The Wall Street Journal also tells us that “[a] Google employee deposed in the [Easydownloading] case largely corroborated the defendants’ accounts, these people said. The Google deposition has been sealed by the court. [Or more likely, Google successfully moved to have the court seal the deposition because they didn’t want the admission used against them.] Of the $1.1 million in revenue the two sites — EasyDownloadCenter.com and TheDownloadPlace.com — generated from 2003 to 2005, $809,000 was paid to Google for advertising, the people said. The sites have since been shut down.” (Emphasis mine.)

So before Google’s acquisitions of AdMob and DoubleClick, and in the pre-cyberlocker world with the relatively small potatoes of these sites, Google made $809,000 over a few years on websites that were a far cry from Megavideo and Megaupload (two sites in the top 100 websites in the world–or on the Internet–according to Alexa).

Recent studies show over 50 billion visit pirate sites annually.  Apologists for piracy immediately discount these studies, so let’s say it’s just 25 billion–no, better yet, 5 billion.  How about that?  Let’s say the study was off by 90%.

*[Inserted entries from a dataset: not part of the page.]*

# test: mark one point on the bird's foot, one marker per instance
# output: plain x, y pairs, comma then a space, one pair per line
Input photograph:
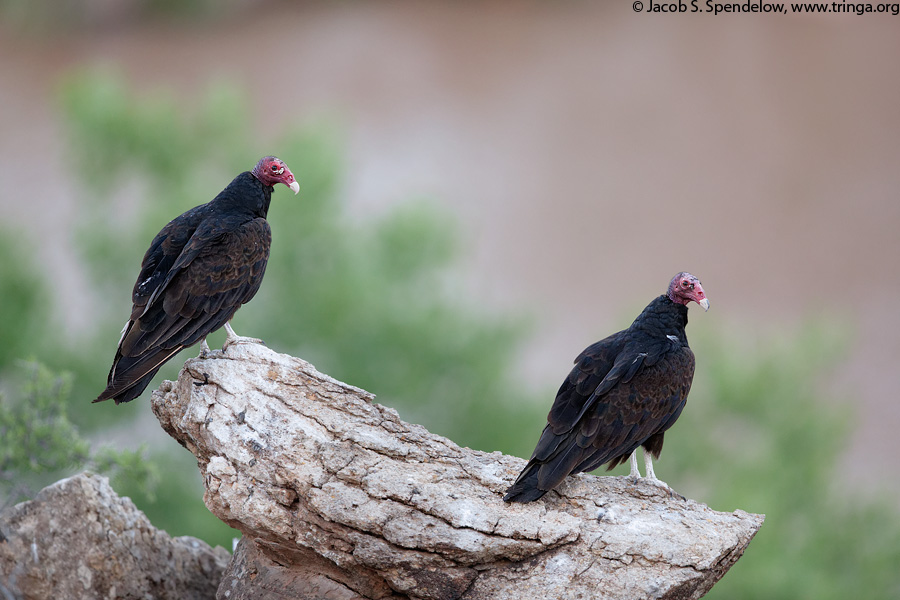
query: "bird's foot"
232, 338
664, 486
239, 339
635, 475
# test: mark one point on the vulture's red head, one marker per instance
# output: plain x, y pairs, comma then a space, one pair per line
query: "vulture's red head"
686, 288
270, 170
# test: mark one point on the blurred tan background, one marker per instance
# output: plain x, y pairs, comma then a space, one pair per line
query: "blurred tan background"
588, 151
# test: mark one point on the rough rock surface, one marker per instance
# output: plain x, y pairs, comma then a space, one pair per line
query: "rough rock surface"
78, 539
339, 498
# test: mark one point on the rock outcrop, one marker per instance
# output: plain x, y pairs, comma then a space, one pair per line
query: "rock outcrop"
78, 540
339, 498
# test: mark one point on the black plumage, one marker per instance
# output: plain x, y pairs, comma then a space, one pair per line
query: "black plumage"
625, 391
198, 271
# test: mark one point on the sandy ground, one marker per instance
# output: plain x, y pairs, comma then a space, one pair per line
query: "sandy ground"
588, 151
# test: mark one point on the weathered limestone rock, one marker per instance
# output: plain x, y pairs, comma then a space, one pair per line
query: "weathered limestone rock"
78, 540
339, 498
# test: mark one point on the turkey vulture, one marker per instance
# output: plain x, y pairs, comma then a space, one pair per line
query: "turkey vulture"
625, 391
197, 272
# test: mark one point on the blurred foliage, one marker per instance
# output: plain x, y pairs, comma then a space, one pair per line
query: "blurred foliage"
367, 302
38, 443
370, 302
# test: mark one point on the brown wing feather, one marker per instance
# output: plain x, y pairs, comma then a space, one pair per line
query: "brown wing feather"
216, 272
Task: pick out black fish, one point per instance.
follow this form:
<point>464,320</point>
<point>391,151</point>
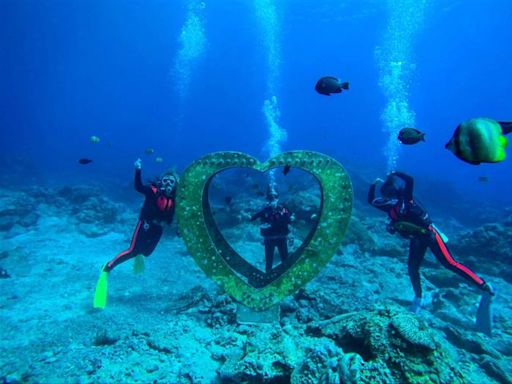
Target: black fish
<point>411,136</point>
<point>330,84</point>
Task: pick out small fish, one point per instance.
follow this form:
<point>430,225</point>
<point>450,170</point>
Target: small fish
<point>330,84</point>
<point>480,140</point>
<point>4,274</point>
<point>411,136</point>
<point>94,139</point>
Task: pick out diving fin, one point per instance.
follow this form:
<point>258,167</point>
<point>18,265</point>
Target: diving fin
<point>100,294</point>
<point>484,315</point>
<point>506,126</point>
<point>138,264</point>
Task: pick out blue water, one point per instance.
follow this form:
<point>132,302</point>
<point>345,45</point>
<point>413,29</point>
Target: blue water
<point>190,77</point>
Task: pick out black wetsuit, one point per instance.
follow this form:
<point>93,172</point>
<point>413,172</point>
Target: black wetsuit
<point>157,208</point>
<point>275,232</point>
<point>407,210</point>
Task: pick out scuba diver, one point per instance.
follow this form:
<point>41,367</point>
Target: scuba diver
<point>158,208</point>
<point>274,229</point>
<point>411,220</point>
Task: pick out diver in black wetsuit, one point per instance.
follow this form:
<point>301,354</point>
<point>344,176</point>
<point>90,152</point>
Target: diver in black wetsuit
<point>275,230</point>
<point>410,220</point>
<point>158,208</point>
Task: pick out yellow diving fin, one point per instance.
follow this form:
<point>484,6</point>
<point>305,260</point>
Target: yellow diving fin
<point>138,264</point>
<point>100,294</point>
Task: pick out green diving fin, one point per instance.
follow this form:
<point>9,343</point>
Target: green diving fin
<point>100,294</point>
<point>484,315</point>
<point>138,264</point>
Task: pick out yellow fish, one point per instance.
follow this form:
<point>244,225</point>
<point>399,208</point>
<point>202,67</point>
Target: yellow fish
<point>480,140</point>
<point>94,139</point>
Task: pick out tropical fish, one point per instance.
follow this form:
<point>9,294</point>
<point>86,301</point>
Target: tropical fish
<point>411,136</point>
<point>480,140</point>
<point>4,274</point>
<point>94,139</point>
<point>330,84</point>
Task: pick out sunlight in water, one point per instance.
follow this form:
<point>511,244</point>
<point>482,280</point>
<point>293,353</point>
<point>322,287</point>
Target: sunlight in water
<point>270,32</point>
<point>193,44</point>
<point>396,67</point>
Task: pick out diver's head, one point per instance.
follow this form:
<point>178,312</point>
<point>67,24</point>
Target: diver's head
<point>167,183</point>
<point>392,188</point>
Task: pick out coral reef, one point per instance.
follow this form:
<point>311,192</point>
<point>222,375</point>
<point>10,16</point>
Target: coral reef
<point>393,346</point>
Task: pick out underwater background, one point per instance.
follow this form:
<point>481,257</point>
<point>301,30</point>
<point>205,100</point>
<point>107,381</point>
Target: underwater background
<point>186,78</point>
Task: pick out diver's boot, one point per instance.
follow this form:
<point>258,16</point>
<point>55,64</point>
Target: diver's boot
<point>484,312</point>
<point>138,264</point>
<point>101,291</point>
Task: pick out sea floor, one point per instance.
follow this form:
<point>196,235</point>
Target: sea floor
<point>172,324</point>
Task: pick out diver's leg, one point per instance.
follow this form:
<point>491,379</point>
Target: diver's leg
<point>282,247</point>
<point>417,249</point>
<point>269,254</point>
<point>129,253</point>
<point>150,238</point>
<point>442,253</point>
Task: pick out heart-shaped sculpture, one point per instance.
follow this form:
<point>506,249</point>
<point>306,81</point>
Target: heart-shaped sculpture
<point>223,264</point>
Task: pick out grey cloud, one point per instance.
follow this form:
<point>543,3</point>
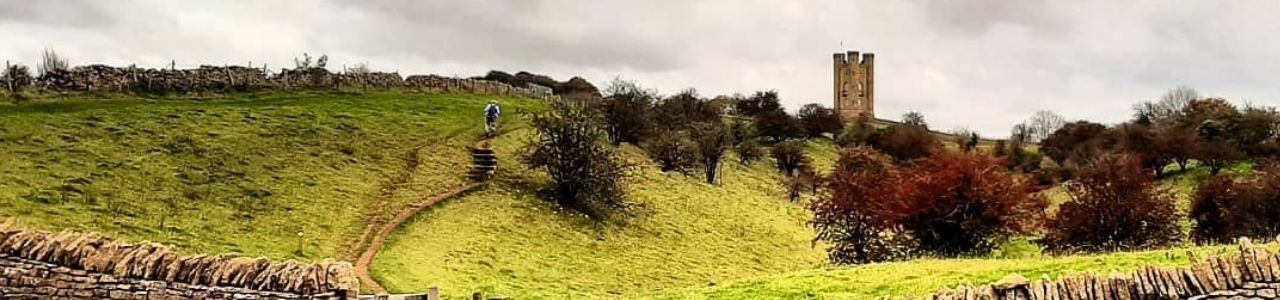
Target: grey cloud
<point>69,13</point>
<point>978,16</point>
<point>511,33</point>
<point>984,64</point>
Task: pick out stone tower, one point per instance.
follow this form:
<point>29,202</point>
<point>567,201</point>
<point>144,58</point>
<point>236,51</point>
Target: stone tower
<point>855,85</point>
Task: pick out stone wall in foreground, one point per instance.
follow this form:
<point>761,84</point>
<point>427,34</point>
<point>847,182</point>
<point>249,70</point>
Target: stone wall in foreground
<point>1252,275</point>
<point>36,264</point>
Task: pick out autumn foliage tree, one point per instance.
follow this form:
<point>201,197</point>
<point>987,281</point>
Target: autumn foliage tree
<point>1074,142</point>
<point>850,216</point>
<point>570,146</point>
<point>1114,204</point>
<point>955,203</point>
<point>944,204</point>
<point>1248,207</point>
<point>905,141</point>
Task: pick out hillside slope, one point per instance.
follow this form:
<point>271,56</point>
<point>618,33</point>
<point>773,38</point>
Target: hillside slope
<point>922,277</point>
<point>240,173</point>
<point>504,240</point>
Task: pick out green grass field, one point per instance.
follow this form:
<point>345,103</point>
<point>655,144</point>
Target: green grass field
<point>240,173</point>
<point>504,240</point>
<point>246,173</point>
<point>922,277</point>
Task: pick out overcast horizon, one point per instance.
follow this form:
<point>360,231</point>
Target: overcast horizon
<point>981,64</point>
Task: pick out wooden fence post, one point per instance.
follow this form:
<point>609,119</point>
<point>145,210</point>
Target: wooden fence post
<point>8,77</point>
<point>433,292</point>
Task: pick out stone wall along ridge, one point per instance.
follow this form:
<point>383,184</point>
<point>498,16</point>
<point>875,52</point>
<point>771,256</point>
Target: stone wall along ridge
<point>213,78</point>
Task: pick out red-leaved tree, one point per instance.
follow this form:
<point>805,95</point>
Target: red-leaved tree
<point>1114,205</point>
<point>850,216</point>
<point>955,203</point>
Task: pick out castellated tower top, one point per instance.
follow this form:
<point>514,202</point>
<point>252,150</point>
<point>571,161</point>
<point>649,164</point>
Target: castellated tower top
<point>854,91</point>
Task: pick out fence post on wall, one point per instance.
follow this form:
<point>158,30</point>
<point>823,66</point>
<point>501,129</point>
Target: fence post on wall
<point>8,77</point>
<point>433,292</point>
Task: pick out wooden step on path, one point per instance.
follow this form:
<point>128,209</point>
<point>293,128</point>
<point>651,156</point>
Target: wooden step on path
<point>484,162</point>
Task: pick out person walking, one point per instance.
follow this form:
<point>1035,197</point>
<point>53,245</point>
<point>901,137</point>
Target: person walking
<point>490,117</point>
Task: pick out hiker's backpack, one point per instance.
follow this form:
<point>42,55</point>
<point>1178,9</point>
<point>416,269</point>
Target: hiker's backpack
<point>492,112</point>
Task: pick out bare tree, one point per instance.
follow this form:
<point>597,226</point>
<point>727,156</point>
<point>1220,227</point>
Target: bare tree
<point>914,118</point>
<point>305,63</point>
<point>323,60</point>
<point>361,68</point>
<point>50,60</point>
<point>1043,123</point>
<point>1168,109</point>
<point>1020,133</point>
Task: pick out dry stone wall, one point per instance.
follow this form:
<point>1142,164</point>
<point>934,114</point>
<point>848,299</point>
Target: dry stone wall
<point>1252,275</point>
<point>211,78</point>
<point>36,264</point>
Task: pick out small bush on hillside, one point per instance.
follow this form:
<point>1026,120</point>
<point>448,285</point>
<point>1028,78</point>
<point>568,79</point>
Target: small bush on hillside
<point>672,150</point>
<point>626,109</point>
<point>749,151</point>
<point>1114,205</point>
<point>570,146</point>
<point>817,119</point>
<point>804,180</point>
<point>1225,209</point>
<point>790,157</point>
<point>905,142</point>
<point>954,203</point>
<point>777,126</point>
<point>1079,141</point>
<point>1217,154</point>
<point>741,131</point>
<point>16,78</point>
<point>758,103</point>
<point>1208,210</point>
<point>51,62</point>
<point>711,140</point>
<point>856,133</point>
<point>680,110</point>
<point>849,216</point>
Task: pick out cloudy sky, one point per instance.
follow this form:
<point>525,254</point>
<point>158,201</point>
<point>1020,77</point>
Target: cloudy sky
<point>981,64</point>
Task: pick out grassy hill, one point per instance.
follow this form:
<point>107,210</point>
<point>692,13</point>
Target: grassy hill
<point>242,173</point>
<point>922,277</point>
<point>504,240</point>
<point>247,173</point>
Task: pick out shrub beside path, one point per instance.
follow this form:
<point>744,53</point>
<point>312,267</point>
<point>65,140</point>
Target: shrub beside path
<point>483,168</point>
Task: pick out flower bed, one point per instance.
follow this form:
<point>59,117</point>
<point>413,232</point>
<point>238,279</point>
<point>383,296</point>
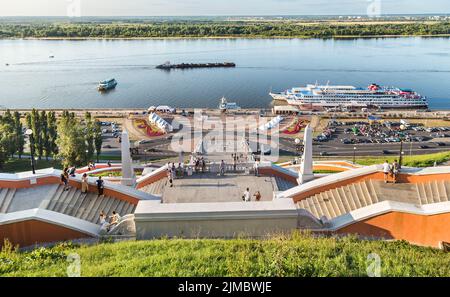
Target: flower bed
<point>150,129</point>
<point>295,128</point>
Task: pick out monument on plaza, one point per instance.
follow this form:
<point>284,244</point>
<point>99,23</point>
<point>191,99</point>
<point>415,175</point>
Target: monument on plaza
<point>128,176</point>
<point>305,173</point>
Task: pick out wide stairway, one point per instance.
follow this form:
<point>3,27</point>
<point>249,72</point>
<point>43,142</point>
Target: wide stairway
<point>156,188</point>
<point>339,201</point>
<point>85,206</point>
<point>282,184</point>
<point>6,197</point>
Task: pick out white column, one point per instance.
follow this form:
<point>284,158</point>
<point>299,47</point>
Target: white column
<point>306,168</point>
<point>128,177</point>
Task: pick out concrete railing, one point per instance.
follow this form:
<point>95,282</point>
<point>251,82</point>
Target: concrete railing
<point>52,176</point>
<point>414,175</point>
<point>51,217</point>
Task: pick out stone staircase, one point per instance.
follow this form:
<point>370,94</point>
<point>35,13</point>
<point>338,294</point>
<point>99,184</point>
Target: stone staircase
<point>283,185</point>
<point>156,188</point>
<point>6,197</point>
<point>339,201</point>
<point>85,206</point>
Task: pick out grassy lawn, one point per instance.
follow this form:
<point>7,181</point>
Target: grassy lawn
<point>20,165</point>
<point>296,255</point>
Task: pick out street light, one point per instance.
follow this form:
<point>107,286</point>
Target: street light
<point>400,158</point>
<point>297,145</point>
<point>29,132</point>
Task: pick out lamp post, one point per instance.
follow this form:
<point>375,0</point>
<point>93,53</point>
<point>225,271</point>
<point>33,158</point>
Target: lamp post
<point>29,132</point>
<point>297,145</point>
<point>400,158</point>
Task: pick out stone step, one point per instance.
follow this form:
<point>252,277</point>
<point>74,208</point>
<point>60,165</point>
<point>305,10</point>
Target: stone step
<point>421,193</point>
<point>447,189</point>
<point>3,193</point>
<point>95,212</point>
<point>7,200</point>
<point>94,203</point>
<point>55,198</point>
<point>333,204</point>
<point>73,209</point>
<point>324,206</point>
<point>317,203</point>
<point>65,202</point>
<point>312,207</point>
<point>355,196</point>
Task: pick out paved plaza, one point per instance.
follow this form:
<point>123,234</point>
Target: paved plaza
<point>210,187</point>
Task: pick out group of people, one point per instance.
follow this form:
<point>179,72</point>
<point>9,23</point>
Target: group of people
<point>391,169</point>
<point>67,173</point>
<point>173,172</point>
<point>247,198</point>
<point>199,163</point>
<point>113,220</point>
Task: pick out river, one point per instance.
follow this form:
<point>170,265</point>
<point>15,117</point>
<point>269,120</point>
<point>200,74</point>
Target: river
<point>69,80</point>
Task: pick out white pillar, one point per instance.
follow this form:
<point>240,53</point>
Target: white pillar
<point>128,177</point>
<point>306,168</point>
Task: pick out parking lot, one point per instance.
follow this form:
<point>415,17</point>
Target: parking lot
<point>363,139</point>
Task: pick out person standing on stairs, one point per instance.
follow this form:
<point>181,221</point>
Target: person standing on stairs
<point>65,179</point>
<point>395,170</point>
<point>386,171</point>
<point>84,184</point>
<point>100,186</point>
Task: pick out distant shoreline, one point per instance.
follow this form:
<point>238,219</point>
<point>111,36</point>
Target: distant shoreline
<point>227,37</point>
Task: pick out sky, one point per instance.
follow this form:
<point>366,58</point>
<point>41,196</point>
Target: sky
<point>217,7</point>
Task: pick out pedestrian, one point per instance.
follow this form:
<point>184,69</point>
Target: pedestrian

If Google made an average of $200,000 a year or so off selling advertising on one relatively small web property that was dedicated to piracy starting 8 years ago–how much do you think they make now from an available market of 5 billion in traffic?  Or over 50 billion if the study is correct?

Remember that in the 2007 case, Google said “Google said it prohibits advertisers from promoting ‘the sale of copyright infringing materials.’ It also said, ‘We are continually improving our systems to screen out ads that violate these policies.’”  Of course–it’s not the advertisers who are the problem,  it’s not the ads that are the problem, it’s the sites hosting the ads using Google AdSense accounts (or links, pop-ups or other connections to those ads designed to obfuscate the AdSense connection despite the “Ads by Google” logo). 

Of course, what is even more interesting about this particular part of the WSJ story is that some 8 years later, Google is saying practically the same thing about needing improvements in its AdSense policies.  As Ellen Seidler found in her research, the advertisers trust Google not to impugn their brands (such as Deutsche Bank) by serving their ads to rogue sites–frequently without the advertiser’s knowledge or approval.

The rumor number of Google’s annual profit from piracy is $500 million.  When you look at these factors, the rumor number may well be low.  Since Google has more or less admitted that it’s profiting from the misery of creators, maybe they would be transparent enough to disclose just how much they do make.

Maybe this transparency should be on Larry Page’s short list now that he is replacing Eric Schmidt.